Playing something like Skyrim on one of the alternative portables can certainly be done, but being able to comfortably play games like Against the Storm, Anno, Civilization, Dwarf Fortress, Factorio, Homeworld, Northgard, OpenTTD, Stellaris, etc is where the Deck really shines and where all the “alternatives” fall completely flat.
Edit: Not to mention that trying to run Windows without any kind of direct mouse input is really painful, and all the “alternatives” keep doing exactly that.
I don’t care that much gameplay wise. I don’t play much without a controller.
Windows even with the trackpad is brutal, though. Without? Oof.
It’s baffling especially because all of the other handhelds ship with a desktop operating system by default.
Yeah, it’s weird they all ship with windows instead of SteamOS. It’s not like Valve would’ve said no to anyone trying to use it, they’ve been trying to find partners for ages.
Yeah but they’re already spending so much on hardware just to edge the Deck on performance alone. They’re ignoring all the other stuff that makes the Deck great which is decent performance but fantastic flexibility.
Honestly no idea why Valve isn’t partnering with these companies or why these companies (presumably) aren’t reaching out to Valve.
They work together. Asus and Lenovo sell hardware. Steam maintains software and sells games. Consumers get a sick handheld. Everyone wins.
Maybe Valve just wants to have a limited hardware target for game devs.
Something similar occurred with the Steam Controller, which I loved. I’d show it to people, and they’d be like “OnLy OnE aNaLoG sTiCk, WhAt ThE hEcK?” and completely miss the point of the trackpads.
I can play strategy games with a freaking controller from the couch. That was always the appeal. You aren’t gonna be able to do that with a DualSense.
Also, the virtual trackball haptic on the Deck was developed for the Steam Controller.
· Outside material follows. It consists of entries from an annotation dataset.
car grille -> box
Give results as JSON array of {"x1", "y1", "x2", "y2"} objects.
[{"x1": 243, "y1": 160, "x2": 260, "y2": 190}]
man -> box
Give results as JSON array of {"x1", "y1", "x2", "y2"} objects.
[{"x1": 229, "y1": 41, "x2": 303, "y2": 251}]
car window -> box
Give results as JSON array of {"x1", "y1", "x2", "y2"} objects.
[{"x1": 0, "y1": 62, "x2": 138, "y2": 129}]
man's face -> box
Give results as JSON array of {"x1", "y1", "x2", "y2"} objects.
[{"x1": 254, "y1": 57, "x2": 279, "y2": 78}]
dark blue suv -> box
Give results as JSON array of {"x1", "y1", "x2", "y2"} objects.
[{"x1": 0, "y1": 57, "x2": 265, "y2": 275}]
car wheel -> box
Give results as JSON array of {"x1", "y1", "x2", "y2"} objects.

It’s surprisingly intuitive feeling.
I’ve got a Steam Controller as well, was absolutely amazing sitting and playing Civ in my couch when I got it.
I’m hoping that Valve will release an updated version at some point, because there’s still not a single competing product available.
I’ve literally never used the trackpads outside the desktop interface.
I know there are cool custom ways to implement but I’m not a software developer.